Но, видно, есть в стихе свобода и металл.
Я врезал в небеса земные алфавиты.
Мой памятник - летал.
И русский и француз,
в Нью-Йорке и на Дальнем
пусть скажут: «Был поэт, который кроме книг
не в переносном смысле, а в буквальном
нам памятник воздвиг».[17]
Для всех поэтов после Горация Памятник был своеобразным итогом, подтверждением приятия всего сделанного. Два памятника, два итога, это уже само по себе не очень нормально. Но здесь мы имеем дело именно со сменой цели, с желанием в буквальном смысле осуществить архитектурный проект, передвижной зал для выступлений поэтов. Вот как Вознесенский описывает свой Поэтарх:
Струны, как стропы, струились сверху,
снизу же ни опор - ничего.
Поэтическая атмосфера
сферу поддерживала его.[18]
Сам Вознесенский ласково называет этот отрезанный от земли шар «кастрюлькой».[19] Поэт, глубоко переживающий речь, мог не осознать, но не мог не почувствовать в кастрюльке кастрационного корня. «Кастрюлька» - так, по правилам русского языка, можно было бы уменьшительно-ласкательно назвать ту висюльку, которая остается от фаллоса после кастрации.

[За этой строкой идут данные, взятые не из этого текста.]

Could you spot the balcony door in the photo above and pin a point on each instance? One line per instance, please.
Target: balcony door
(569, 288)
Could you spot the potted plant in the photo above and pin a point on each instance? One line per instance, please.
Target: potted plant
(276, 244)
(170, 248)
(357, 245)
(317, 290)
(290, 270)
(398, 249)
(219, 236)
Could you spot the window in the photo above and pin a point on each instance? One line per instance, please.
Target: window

Одно из эссе Вознесенского называется просто и непритязательно - «О».[20] Сто одна страница, множество комментариев, почему именно О. Черная дыра, ноль, кольцо, птичье гнездо, яма, дыра тоннеля метро, и т.д. в том же духе. Все вертится вокруг одного и того же символа. Иногда даже странно, как можно не замечать столь очевидного.

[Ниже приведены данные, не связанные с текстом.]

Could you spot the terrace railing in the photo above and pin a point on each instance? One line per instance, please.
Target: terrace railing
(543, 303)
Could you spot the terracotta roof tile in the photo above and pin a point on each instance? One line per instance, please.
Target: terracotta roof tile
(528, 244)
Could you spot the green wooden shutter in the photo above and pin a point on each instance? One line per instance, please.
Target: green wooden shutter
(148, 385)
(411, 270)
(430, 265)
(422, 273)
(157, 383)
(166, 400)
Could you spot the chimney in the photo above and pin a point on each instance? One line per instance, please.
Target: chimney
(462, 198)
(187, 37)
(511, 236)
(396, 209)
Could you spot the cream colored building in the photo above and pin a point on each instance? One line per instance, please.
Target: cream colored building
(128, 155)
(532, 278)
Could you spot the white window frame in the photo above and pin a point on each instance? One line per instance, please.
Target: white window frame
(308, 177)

Куда же делись другие символы, куда делся фаллос, символизирующий мужественность и креативность, в том числе и высшую форму креативности - гениальность? Вознесенский, безусловно, гениален, но каждый гений вправе распорядиться своим талантом по своему усмотрению. В одном из своих лучших стихов он пишет:
в прозрачные мои лопатки
вошла гениальность, как
в резиновую
перчатку
красный мужской кулак.[21]
Нам знаком этот красный кулак, этот зримый образ символа мужской креативности. Но нам также знакома и эта резиновая хирургическая перчатка - мы встречали ее в интерпретации сновидений одного из пациентов Штекеля. Перчатка замещает презерватив. Сегодня презерватив - это безопасный секс. Но я отлично помню, что еще совсем недавно мы об этом почти не думали. Презерватив исполнял единственную функцию - блокировку креативности, кастрацию креативности. Ролло Мэй мудро заметил, что мы все вслед за Фрейдом говорим о комплексе кастрации, подразумевая под этим отрезание пениса. Но отрезание пениса носит совсем другое название, а кастрация по определению - это не более чем удаление семенников, и Фрейду, как врачу, это было отлично известно. После кастрации в буквальном медицинском смысле человек может сохранять способность к эрекции и коитусу, но он бесповоротно теряет креативность. В этом презерватив совершенно аналогичен кастрации - способность к эрекции и коитусу сохраняется, но креативность блокируется. В «Зеленой обезьяне» Вознесенский вновь возвращается к этой теме.
Слушая Чайковского мотивы,
натягивайте на уши презервативы.[22]
Читатель Вознесенского постоянно блуждает в мире символической кастрации - или в форме блокировки креативности, или в прямом вырывании с корнем фаллического памятника. А на месте гордого лингама остается зиять дыра, темная штольня, запретные воды. Поэт перегружен страхом и чувством вины, он плоть от плоти народа, в котором десятилетиями насаждались эти качества. Но сильнейшая бессознательная компонента мужского страха - кастрационная. А вина требует искупления. Только в истинно тоталитарном обществе мог возникнуть призыв к жертвенному отказу от мышления, т.к. базовые установки уже не выдерживали рациональной критики.
Голову ампутируйте,
чтоб в душу не шла гангрена.[23]
Главная вина советского человека - это попытка стать самостоятельным, проявить хоть какую-то мужественность, фалличность. В ранней (1957) поэме Вознесенского «Мастера» мы видим такую попытку.
Я со скамьи студенческой
мечтаю, чтобы зданья
ракетой стоступенчатой
взвивались в мирозданье![24]
И тут же вслед за этой попыткой, буквально через четыре строки, следует и символическая угроза кастрации в форме ослепления, знакомая нам по самому психоаналитическому из мифов - мифу об Эдипе.
А вслед мне из ночи
окон и бойниц
уставились очи
безглазых глазниц.[25]
После всех этих построений просто поражает то гениальное прозрение, с которым Вознесенский вынес приговор своему творчеству:
Я буду любезен народу
не тем, что творил монумент, -
невысказанную ноту
понять и услышать сумел.[26]
Его монумент действительно страшен и совсем не любезен; но Вознесенский не стал бы столь популярным, если бы не смог правдиво отразить душу народа, зараженную пожизненным страхом. Его поэзия, как и отражаемая ею жизнь запуганных поколений, переполнена угрожающей кастрационной символикой - отрубленными головами, затушенными свечами, срытыми башнями.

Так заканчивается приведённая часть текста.